Lors de cette recherche, nous leur avons donc donné la parole. Deux grandes catégories d’entreprises ont été ciblées. La première regroupe des organisations assujetties à la Loi sur la protection des renseignements personnels et documents électroniques (la loi fédérale). Il s’agit principalement d’entreprises fédérales, qui doivent aussi se conformer à des lois spécifiques à leur secteur d’activité. La deuxième regroupe les entreprises, détenteurs de permis et professionnels qui, au Québec, doivent respecter la Loi sur la protection des renseignements personnels dans le secteur privé (la loi québécoise) et parfois d’autres lois spécifiques.

Au fil des entrevues, nous avons appris que les commerçants, sans toujours savoir qu’en collectant des renseignements personnels, ils constituent un dossier sur leurs clients, ont généralement des fins légitimes pour ce faire. Cependant, certains recueillent bien plus de renseignements que ce qui est nécessaire à leurs fins. Quant aux titulaires de permis et aux professionnels, ils réfèrent presque uniquement aux normes s’appliquant à leur secteur d’activité pour justifier leurs pratiques en matière de collecte.

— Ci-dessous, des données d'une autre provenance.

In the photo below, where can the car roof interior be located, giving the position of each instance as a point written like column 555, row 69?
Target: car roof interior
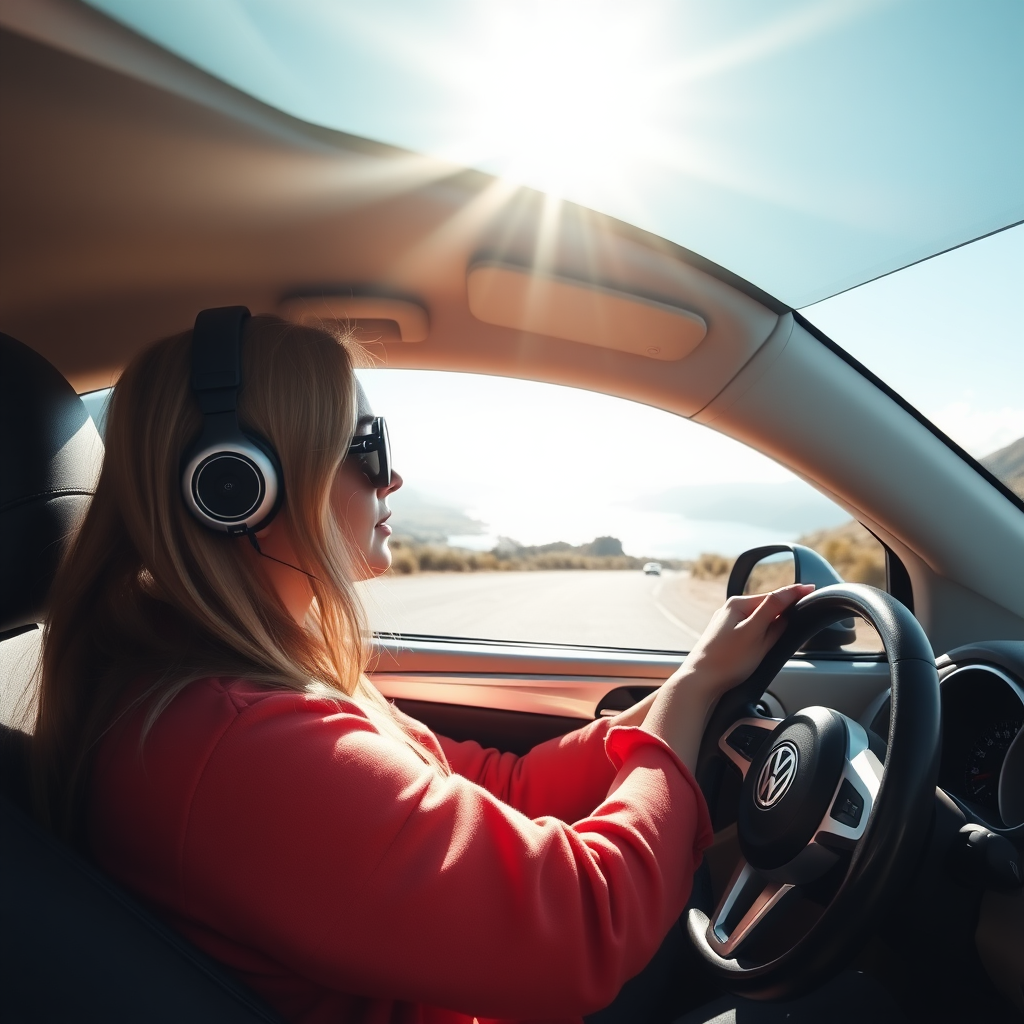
column 138, row 189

Nous avons parfois remarqué des lacunes en ce qui a trait à l’information donnée au consommateur et l’obtention de son consentement. On lui en dit peu ou prou sur les raisons de la collecte, sur l’endroit où ses renseignements personnels seront conservés, sur son droit d’y accéder et d’y apporter des correctifs (droit que certaines entreprises ne connaissaient même pas). Il y a aussi des problèmes en ce qui a trait à la conservation et à la destruction des renseignements personnels. En effet, il arrive que des documents contenant des renseignements personnels soient laissés à la portée de tous. Il arrive aussi qu’ils soient conservés durant une période indéfinie ou qu’ils soient détruits de manière incongrue.

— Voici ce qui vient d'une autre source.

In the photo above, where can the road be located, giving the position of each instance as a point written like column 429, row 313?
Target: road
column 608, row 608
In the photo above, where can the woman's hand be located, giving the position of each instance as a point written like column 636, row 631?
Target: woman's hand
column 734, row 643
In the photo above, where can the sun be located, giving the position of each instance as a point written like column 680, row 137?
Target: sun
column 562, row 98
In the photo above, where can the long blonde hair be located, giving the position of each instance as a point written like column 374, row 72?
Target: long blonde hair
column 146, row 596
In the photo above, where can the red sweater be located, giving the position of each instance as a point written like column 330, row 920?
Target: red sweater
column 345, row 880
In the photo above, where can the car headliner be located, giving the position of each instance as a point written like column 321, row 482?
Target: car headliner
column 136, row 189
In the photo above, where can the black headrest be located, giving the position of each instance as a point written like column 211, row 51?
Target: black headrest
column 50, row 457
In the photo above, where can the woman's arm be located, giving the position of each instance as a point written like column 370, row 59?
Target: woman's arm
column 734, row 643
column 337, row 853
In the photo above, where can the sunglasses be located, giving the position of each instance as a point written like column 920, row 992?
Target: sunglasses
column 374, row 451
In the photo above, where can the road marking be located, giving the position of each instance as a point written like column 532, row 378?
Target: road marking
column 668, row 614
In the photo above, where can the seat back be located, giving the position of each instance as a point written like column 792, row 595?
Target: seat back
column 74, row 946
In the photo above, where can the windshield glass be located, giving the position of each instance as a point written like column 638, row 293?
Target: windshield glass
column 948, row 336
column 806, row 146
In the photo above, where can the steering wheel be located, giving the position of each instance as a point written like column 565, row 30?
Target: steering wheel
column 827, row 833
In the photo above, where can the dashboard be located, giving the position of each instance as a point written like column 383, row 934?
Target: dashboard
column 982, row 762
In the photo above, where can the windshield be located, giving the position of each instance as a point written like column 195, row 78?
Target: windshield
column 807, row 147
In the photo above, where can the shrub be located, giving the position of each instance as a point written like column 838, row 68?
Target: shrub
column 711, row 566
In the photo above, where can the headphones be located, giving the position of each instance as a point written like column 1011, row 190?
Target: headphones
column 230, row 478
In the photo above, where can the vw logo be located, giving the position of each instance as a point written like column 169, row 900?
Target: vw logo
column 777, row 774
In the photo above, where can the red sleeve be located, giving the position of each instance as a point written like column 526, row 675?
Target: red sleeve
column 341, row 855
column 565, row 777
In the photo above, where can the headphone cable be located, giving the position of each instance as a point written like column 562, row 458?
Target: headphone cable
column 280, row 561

Chez les entreprises fédérales, nous avons remarqué que les plus petites organisations ne disposent parfois pas de politiques sur la protection des renseignements personnels de leurs clients. Il s’agit là d’une situation regrettable, puisque les organisations s’étant dotées de telles politiques nous ont paru généralement plus respectueuses de la loi.

Comment concilier les intérêts des consommateurs et ceux des entreprises, des titulaires de permis et des professionnels? Puisque la loi prévoit un équilibre judicieux entre les intérêts des organisations et ceux des consommateurs, son respect devrait permettre efficacement de concilier ces intérêts. Nos recommandations visent donc en premier lieu à s’assurer du respect de la loi. Cependant, certains intervenants ont été critiques l’égard de la loi. En fait, la teneur de leurs propos indique surtout qu’ils ne la connaissent pas ou qu’ils l’interprètent mal. Le respect de la loi exigera donc, selon nos constatations, que les acteurs impliqués en aient aussi une meilleure connaissance et soient davantage sensibilisés aux enjeux en matière de protection de la vie privée dans le secteur privé.